Launch control (automotive)
Concept

Launch control (automotive)

section:concept
A holeshot device is a mechanical system fitted to a racing motorcycle that temporarily lowers the front or rear ride height of the machine to improve acceleration from a standing start, specifically at the beginning of a race. In MotoGP the term entered wide use in the late 2010s as factory teams developed increasingly sophisticated suspension-altering mechanisms to complement electronic launch-control systems, and the devices became a significant competitive differentiator before regulatory attention gradually restricted their use.

The term holeshot originates in motocross and describes the lead position taken through the first corner of a race. A holeshot device addresses the fundamental physics of launching a high-powered motorcycle: under hard acceleration the front wheel lifts, shifting weight to the rear and reducing steering control and aerodynamic stability. By mechanically compressing and temporarily locking the front suspension at a lower ride height before the start, the device pre-loads the fork geometry so that the front end is held down during initial acceleration without requiring the rider to modulate throttle aggressively. The result is a more controlled, stable launch that carries the rider through the first metres of a race with better drive and less wasted time.

Rear holeshot devices operate on a similar principle but act on the swingarm or rear suspension, lowering the rear of the motorcycle and altering the chassis attitude to optimise traction and aerodynamic posture at low speeds. As the rider accelerates past a certain speed threshold, the device releases and the suspension returns to its normal operating range.

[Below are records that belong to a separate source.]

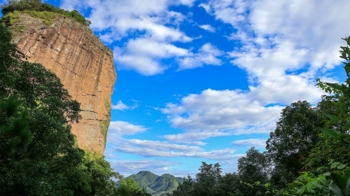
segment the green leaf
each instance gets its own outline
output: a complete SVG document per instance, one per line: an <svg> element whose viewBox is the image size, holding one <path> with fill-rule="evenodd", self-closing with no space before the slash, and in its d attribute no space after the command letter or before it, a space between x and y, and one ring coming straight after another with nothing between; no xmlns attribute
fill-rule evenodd
<svg viewBox="0 0 350 196"><path fill-rule="evenodd" d="M328 186L328 188L337 196L345 196L342 192L342 190L340 190L340 188L339 188L339 187L336 186L335 184L330 184Z"/></svg>
<svg viewBox="0 0 350 196"><path fill-rule="evenodd" d="M326 173L324 173L323 175L325 175L326 176L330 176L330 173L326 172Z"/></svg>
<svg viewBox="0 0 350 196"><path fill-rule="evenodd" d="M330 165L330 169L337 169L337 167L338 167L338 165L340 164L340 162L335 162L332 163L332 164Z"/></svg>
<svg viewBox="0 0 350 196"><path fill-rule="evenodd" d="M339 90L342 90L342 85L337 83L326 83L328 86Z"/></svg>
<svg viewBox="0 0 350 196"><path fill-rule="evenodd" d="M312 185L314 185L314 186L317 187L318 188L322 188L322 186L319 183L318 183L316 182L312 182Z"/></svg>
<svg viewBox="0 0 350 196"><path fill-rule="evenodd" d="M305 187L302 186L301 188L300 188L300 189L298 190L297 194L302 195L304 192L304 191L305 191Z"/></svg>
<svg viewBox="0 0 350 196"><path fill-rule="evenodd" d="M330 177L334 183L338 186L340 190L345 190L346 188L346 181L345 181L340 175L336 173L330 174Z"/></svg>
<svg viewBox="0 0 350 196"><path fill-rule="evenodd" d="M346 167L346 165L345 164L340 164L340 165L338 165L338 167L337 167L337 169L343 169Z"/></svg>
<svg viewBox="0 0 350 196"><path fill-rule="evenodd" d="M325 113L325 115L329 119L332 120L332 121L333 121L335 123L337 123L339 122L339 118L334 115Z"/></svg>
<svg viewBox="0 0 350 196"><path fill-rule="evenodd" d="M350 121L346 122L346 123L345 123L343 127L343 130L344 131L347 131L349 130L349 129L350 129Z"/></svg>
<svg viewBox="0 0 350 196"><path fill-rule="evenodd" d="M329 135L329 136L338 136L338 134L333 130L330 130L330 129L323 129L321 128L321 131L324 134L326 134L326 135Z"/></svg>
<svg viewBox="0 0 350 196"><path fill-rule="evenodd" d="M345 189L345 195L350 195L350 181L348 181L348 184L346 185L346 188Z"/></svg>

Mechanical holeshot devices had existed in motocross for many years, where they were used to compress front suspension before the gate drop and then release automatically as the bike accelerated. In MotoGP the technology was adapted to front forks and later to rear suspension linkages as teams sought every possible advantage at race starts, a phase of the race in which electronics such as launch control had already been banned following the 2009 cost-cutting measures.

Factory teams began deploying front holeshot devices in MotoGP in the late 2010s. The devices were mechanical rather than electronic, placing them outside the scope of the rules that governed electronic rider aids. Their adoption spread quickly once their effectiveness in start performance became apparent, and they became standard equipment on competitive factory machines.

Front holeshot devices, also referred to in regulations as front ride height devices, were banned from MotoGP competition beginning with the 2023 season. A broader blanket ban on both front and rear ride height and holeshot devices was subsequently set for implementation from 2027, as part of a wider regulatory overhaul that also reduced maximum engine displacement to 850cc, cut the number of engines permitted per rider, reduced fuel tank capacity, and trimmed aerodynamic surfaces.

In MotoGP the holeshot device is closely related to, and is sometimes treated as a subset of, the broader category of ride height devices โ€” systems that alter the motorcycle's chassis attitude not just at race starts but at other points during a lap, including braking zones. Front ride height devices in particular blur the line between a start-specific holeshot device and a lap-time device, a distinction that informed the decision to treat both categories under the same regulatory framework from 2023 onward.

The holeshot device represented one iteration of a broader trend in MotoGP engineering in the 2010s and 2020s in which teams moved mechanical ingenuity into suspension geometry and chassis dynamics as electronic rider aids were successively curtailed by regulation. The arc from unrestricted electronics to electronic bans to the proliferation of mechanical workarounds, and then to mechanical bans in turn, characterised the technical arms race of the era and informed how MotoGP's governing bodies approached the 2027 regulatory overhaul.